LECTURE DU LIVRE D'ISAÏE (52, 13 ; 53, 5)
Mon serviteur réussira, dit le Seigneur ; il montera, il s’élèvera, il sera exalté ! La multitude avait été consternée en le voyant, car il était si défiguré qu’il ne ressemblait plus à un homme ; il n’avait plus l’apparence d’un fils d’homme. Il étonnera de même une multitude de nations ; devant lui les rois resteront bouche bée, car ils verront ce que, jamais, on ne leur avait dit, ils découvriront ce dont ils n’avaient jamais entendu parler. Qui aurait cru ce que nous avons entendu ? Le bras puissant du Seigneur, à qui s’est-il révélé ? Devant lui, le serviteur a poussé comme une plante chétive, une racine dans une terre aride ; il était sans apparence ni beauté qui attire nos regards, son aspect n’avait rien pour nous plaire. Méprisé, abandonné des hommes, homme de douleurs, familier de la souffrance, il était pareil à celui devant qui on se voile la face ; et nous l’avons méprisé, compté pour rien.
En fait, c’étaient nos souffrances qu’il portait, nos douleurs dont il était chargé. Et nous, nous pensions qu’il était frappé, meurtri par Dieu, humilié. Or, c’est à cause de nos révoltes qu’il a été transpercé, à cause de nos fautes qu’il a été broyé. Le châtiment qui nous donne la paix a pesé sur lui : par ses blessures, nous sommes guéris.
CONTEMPLONS CE MYSTERE
"Nous voici donc devant la « victime qui n'a rien fait de mal » pour accueillir son témoignage, son martyre, […] celui de l'innocence. […] Seule l'innocence est digne de foi. Cette dignité s’est révélée sous nos yeux, là, en croix. […] Pauvres hommes mêlés que nous sommes : devant la croix, nous plaidons non coupables, comme Pilate ! Le laisserons-nous seul à accepter d’être mis « au rang des coupables » ? […] Au calvaire, c'est un malfaiteur qui m'ouvre les yeux : « Lui il n'a rien fait de mal ! Pour nous, c'est justice ! » Et Judas reste apôtre lorsqu’il témoigne : « J’ai péché en livrant un sang innocent. » Ils portent un plus lourd péché ceux qui lui répondent alors : « Que nous importe, c’est ton affaire ! » […]

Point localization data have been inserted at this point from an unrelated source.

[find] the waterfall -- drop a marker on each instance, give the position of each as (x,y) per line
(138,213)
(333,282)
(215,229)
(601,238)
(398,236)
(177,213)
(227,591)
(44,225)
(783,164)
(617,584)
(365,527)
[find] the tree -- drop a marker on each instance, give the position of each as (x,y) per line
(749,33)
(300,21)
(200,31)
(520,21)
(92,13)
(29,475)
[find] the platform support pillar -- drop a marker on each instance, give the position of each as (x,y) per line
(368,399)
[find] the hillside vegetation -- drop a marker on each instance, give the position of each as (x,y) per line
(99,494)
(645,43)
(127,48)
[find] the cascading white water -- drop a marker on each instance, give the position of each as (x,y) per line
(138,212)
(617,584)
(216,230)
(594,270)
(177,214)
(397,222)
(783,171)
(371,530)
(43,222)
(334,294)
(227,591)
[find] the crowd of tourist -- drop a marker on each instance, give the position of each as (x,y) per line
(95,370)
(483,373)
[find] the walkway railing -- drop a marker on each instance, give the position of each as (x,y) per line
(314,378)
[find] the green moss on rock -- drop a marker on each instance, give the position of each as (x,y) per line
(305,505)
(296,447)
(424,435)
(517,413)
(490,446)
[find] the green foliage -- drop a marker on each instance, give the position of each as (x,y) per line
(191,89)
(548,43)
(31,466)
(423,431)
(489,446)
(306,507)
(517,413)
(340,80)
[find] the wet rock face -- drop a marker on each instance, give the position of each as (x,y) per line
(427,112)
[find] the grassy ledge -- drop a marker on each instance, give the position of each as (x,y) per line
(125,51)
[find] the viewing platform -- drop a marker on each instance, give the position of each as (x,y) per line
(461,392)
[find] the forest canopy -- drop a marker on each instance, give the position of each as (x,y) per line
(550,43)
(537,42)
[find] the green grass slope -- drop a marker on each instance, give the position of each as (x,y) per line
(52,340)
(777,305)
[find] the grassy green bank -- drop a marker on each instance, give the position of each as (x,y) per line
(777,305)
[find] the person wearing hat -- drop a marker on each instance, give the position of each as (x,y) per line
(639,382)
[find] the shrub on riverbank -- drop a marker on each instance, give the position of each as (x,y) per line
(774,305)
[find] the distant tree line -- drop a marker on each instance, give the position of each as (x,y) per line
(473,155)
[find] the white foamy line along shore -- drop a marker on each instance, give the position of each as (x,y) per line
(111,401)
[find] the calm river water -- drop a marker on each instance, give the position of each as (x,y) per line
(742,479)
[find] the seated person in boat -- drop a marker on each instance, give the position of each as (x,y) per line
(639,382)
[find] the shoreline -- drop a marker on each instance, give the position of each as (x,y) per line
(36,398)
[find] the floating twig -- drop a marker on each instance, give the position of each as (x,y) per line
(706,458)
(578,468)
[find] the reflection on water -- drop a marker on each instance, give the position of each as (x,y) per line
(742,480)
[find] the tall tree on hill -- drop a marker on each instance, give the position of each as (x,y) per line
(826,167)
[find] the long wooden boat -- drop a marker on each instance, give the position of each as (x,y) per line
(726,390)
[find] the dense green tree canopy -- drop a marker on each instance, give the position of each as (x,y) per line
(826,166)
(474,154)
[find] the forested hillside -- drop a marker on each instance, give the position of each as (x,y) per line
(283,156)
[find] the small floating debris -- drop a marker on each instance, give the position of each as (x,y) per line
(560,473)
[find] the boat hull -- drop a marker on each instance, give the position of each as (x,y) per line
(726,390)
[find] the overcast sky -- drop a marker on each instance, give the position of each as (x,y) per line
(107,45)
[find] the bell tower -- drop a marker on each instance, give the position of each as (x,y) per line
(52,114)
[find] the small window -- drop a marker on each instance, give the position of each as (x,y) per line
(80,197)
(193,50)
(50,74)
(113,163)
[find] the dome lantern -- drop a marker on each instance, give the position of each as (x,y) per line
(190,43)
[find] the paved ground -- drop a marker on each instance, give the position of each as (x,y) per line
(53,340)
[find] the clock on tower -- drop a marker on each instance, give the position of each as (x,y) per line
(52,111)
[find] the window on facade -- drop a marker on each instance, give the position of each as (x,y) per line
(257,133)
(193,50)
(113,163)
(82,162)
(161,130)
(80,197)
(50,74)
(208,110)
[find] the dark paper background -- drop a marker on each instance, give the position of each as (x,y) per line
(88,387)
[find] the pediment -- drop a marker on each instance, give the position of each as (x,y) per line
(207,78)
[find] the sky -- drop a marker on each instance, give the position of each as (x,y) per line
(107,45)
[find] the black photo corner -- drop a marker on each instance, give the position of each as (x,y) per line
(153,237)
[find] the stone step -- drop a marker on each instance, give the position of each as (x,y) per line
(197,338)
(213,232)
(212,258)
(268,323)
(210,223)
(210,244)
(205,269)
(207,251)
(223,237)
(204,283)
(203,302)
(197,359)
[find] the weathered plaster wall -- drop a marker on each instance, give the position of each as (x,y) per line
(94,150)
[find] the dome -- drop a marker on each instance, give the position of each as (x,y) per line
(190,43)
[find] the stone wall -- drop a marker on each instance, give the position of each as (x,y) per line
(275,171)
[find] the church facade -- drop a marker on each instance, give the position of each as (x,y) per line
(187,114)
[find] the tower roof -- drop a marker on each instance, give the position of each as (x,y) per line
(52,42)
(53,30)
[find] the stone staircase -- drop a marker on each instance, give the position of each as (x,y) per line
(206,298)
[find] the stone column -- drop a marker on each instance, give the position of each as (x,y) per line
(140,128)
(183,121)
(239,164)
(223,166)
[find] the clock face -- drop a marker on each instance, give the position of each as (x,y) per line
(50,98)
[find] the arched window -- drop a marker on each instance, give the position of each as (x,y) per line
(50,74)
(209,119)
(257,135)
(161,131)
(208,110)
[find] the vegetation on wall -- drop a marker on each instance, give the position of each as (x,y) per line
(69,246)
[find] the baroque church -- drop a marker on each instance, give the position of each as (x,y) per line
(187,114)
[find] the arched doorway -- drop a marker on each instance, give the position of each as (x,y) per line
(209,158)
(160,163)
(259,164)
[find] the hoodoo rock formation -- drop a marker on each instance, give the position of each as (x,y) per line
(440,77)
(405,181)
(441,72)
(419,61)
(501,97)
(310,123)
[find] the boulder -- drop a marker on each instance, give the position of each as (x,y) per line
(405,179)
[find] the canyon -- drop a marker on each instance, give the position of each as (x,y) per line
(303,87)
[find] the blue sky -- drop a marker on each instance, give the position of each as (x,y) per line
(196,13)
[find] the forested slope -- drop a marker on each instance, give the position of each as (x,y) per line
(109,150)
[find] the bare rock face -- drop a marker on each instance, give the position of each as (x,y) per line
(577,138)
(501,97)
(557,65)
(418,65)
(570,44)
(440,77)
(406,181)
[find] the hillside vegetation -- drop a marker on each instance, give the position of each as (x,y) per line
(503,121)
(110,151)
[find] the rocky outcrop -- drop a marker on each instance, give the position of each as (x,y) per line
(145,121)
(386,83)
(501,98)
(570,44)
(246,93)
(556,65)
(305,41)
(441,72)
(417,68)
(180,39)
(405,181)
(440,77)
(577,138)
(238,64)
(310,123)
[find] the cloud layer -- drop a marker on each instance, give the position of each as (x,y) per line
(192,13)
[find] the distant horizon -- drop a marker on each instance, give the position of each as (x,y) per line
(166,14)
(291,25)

Oui, Jésus seul aurait pu dire : « Je n’ai pas commis de faute, ni péché, ni le mal, Seigneur ! » Et pourtant, il ne s’est jamais proclamé « innocent ». Il ne s’est pas lavé les mains. Saint Paul dit même : « Il s’est fait péché pour nous ! » Il a seulement posé la question : « Qui de vous me convaincra de péché ? » L’innocence n’accuse pas. Et puis, lorsque tout fut consommé sur lui de notre injustice et de notre lâcheté, il a plaidé « non coupables » pour nous : « Père, pardonne-leur, ils ne savent pas ce qu’ils font ! » L’innocence qui excuse tout ?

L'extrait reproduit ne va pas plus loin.